上腕筋の概要
上腕二頭筋の深層にある扁平な筋です。
上腕骨を覆うように付着しており、上腕二頭筋が主に橈骨に停止するのに対し上腕筋は尺骨に停止します。
上腕筋は同じ肘関節屈曲筋である上腕二頭筋より筋体積は小さいが羽状筋であるためPCSA(生理学的筋横断面積)が大きく体積のわりに強い力を発揮します。
もっともこれは等尺性収取の場合にかぎりますが。
上腕筋は腱成分が非常に少なく筋全体が筋腹といった形態をしています。
上腕筋は浅頭と深頭に分けられ浅頭は尺骨粗面へ停止し深頭は鈎状突起から尺骨粗面に至るまでの面に停止します。
前方関節包と上腕筋深頭との間には直接付着する筋線維はなく結合織を介した結合様式をとります。
上腕筋の特徴
関節包に結合織を介して接する筋群は肘関節屈曲に伴う関節包の挟み込みを自身の近位への滑走と共に防止しています。
筋肉が収縮して関節運動する際に軟部組織のインピンジメントを起こすことはよくあります。
特に関節包や関節唇といった組織のだぶついた部分を挟み込むことが多いです。
しかし、普通はそんなことは起きません。
通常はどこか別の筋群が関節包や関節唇に付着しており関節運動によって狭くなる部分に対してオープンスペースにテンションを発揮させて引っ張ってくれるので挟み込まないのですが上腕筋もそのような働きをしています。

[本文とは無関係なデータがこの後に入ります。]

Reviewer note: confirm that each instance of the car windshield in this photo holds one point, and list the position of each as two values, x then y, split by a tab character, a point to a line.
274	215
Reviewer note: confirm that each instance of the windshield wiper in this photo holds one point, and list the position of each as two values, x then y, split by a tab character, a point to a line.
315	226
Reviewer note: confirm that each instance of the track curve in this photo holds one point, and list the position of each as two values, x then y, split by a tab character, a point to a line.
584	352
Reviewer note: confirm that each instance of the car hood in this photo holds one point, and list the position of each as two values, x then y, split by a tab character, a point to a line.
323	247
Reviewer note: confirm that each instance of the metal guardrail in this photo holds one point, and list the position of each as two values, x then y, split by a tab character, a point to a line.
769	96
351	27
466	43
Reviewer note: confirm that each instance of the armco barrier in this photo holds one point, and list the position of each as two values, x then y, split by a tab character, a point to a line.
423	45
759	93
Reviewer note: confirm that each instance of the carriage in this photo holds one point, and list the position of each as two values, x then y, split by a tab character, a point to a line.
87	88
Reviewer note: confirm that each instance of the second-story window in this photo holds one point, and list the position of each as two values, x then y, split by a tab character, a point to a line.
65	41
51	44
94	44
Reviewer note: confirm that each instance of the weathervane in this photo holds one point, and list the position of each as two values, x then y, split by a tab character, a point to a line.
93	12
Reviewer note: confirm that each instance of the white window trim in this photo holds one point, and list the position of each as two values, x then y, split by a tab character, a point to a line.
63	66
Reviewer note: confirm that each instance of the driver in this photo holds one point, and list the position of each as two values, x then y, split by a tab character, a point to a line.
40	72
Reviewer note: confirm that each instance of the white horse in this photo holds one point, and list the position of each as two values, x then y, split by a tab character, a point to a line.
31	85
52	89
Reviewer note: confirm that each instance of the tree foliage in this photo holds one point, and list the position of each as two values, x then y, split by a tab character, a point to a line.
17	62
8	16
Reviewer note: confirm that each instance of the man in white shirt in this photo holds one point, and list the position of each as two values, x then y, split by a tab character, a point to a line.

このように上腕筋は肘関節包の前方関節包が肘屈曲に伴い巻き込まれない様に関節包を保護する関節筋としても働いています。
関節筋(関節包筋)とは
ヒトの関節内圧は陰圧ですが、関節運動によりその内圧は変化します。
関節包はその関節の内圧に影響を受けます。運動によって通常よりもさらに陰圧になったとき、関節包は関節のなかに吸い込まれ、あるいは巻き込まれてしまう可能性があります。それを防ぐために、主な関節には最深層の筋線維を関節包に停止する「関節筋,あるいは関節包筋」が存在しています。
一般的に骨格筋の主な機能は ① 姿勢の維持② 関節を介した運動③ 熱の産生などのように説明されますが関節包を保護するという重要な機能も持ちます。
上腕筋の浅頭は長軸方向に大きく肘の屈曲筋としての作用が大きく、深頭は浅頭よりも遠位部から起始し扇状に広がり腱膜となって鈎状突起に付着しますので完全伸展から初期屈曲の浅い角度で力を発揮します。
肘関節包の前方関節包は上腕筋と結合しておりこのように屈曲するさいにインピンジメントしない様に引っ張り出してくれます。
同様に肘伸展時に後方関節包がインピンジメントしないように後方関節包は上腕三頭筋が結合し後方に引っ張り出すので肘伸展時に後方インピンジメントしないようになっています。
筋肉データ
項目 | 内容 | ||||
神経 | 神経支配:筋皮神経(C5-C6)しばしば橈骨神経からも | ||||
起始 | 上腕骨前面の下半分及び筋間中隔 | ||||
停止 | 尺骨粗面 | ||||
作用 | 肘関節の屈曲 | ||||
筋体積 | 266㎤ | ||||
筋線維長 | 10.3cm | ||||
速筋:遅筋(%) | ーーーーーー | ||||
PCSA | 25.9㎠ |
臨床での観点
肘関節屈曲拘縮において上腕筋の線維化は主たる病態の一つと言えます。
他動的な肘関節の屈曲時において肘窩に疼痛を訴える場合は肘関節内における前方関節包インピンジメントを考えます。
肘関節30°屈曲位からの終末伸展では上腕骨滑車を中心に矢状面上で上腕筋は大きく走行が折れ曲がり冠状面状上では筋線維が筋内膜を内側へ移動します。